MAFS showdown: Melinda and Bronte go head-to-head

Melinda and Layton are going head to head with Harrison and Bronte to defend their relationship

Retreat Week should be a chance for everyone left in the relationship experiment to relax and get to know each other better. Instead, the tension between the couples explodes. Will marriages crumble under the pressure?

The trouble begins at the Married At First Sight Australia commitment ceremony, when Harrison Boon – who’s married to Bronte Schofield – accuses Melinda Willis and Layton Mills of faking their romance.

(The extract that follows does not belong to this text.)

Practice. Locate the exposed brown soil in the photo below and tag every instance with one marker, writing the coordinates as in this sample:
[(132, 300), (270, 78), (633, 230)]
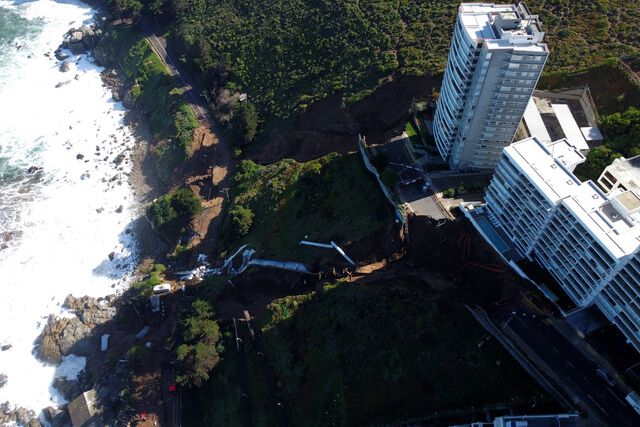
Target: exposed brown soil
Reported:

“He just knows how to grind my gears,” fumes Brisbane beauty boss Melinda, 32. “I feel he was projecting from his own relationship. We were never faking it. Layton and me, our relationship is 100% real.”

This week, when the remaining couples go on a retreat in New South Wales’ Southern Highlands, Harrison gets into an argument with Evelyn Ellis, which leads to the women, as a group, confronting Bronte about her relationship with Harrison. Bronte is so upset by what Melinda says to her, the online beauty educator storms off in tears.

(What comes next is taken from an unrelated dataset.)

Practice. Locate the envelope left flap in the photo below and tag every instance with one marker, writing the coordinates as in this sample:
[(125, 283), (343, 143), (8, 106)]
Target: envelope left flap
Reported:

“I’m not liking what I’m seeing and as another woman, I can’t just sit back,” explains Melinda. “I need to say something.”

Tensions continue to simmer as the retreat goes on. At one point, Melinda and Sydney model Evelyn eavesdrop on the men. Melinda finds out that Harrison is saying things about her and Sydney biotech CEO Layton, 35, behind her back.

“It does rock the boat a bit,” she admits.

Melinda and Layton agree to confront Harrison on the last night of the retreat. “At that moment, I just couldn’t stand him. I didn’t want to look at him and I didn’t want to be around him,” she remembers. “I wanted to keep him at arm’s length from our relationship, but at the same time, I also wanted to put him in his place.”

The tense interactions set the scene for a fiery showdown. Melinda tells, “Harrison can come at me all he wants and can say whatever he wants, but don’t come at my relationship or anything to do with my partner. I’m very loyal and very protective.”

She says the couples’ retreat turned out to be one of the hardest things in the entire experiment. “I’m trying to save my relationship, I’ve got people coming at me… The drama at the retreat felt like a lot. I do think it changes the dynamic – not only of my relationship, but all relationships moving forward in the experiment.”

There’s a drama-filled dinner party to follow and then the moment of truth on the couch. Have all the arguments at the couples’ retreat changed anything?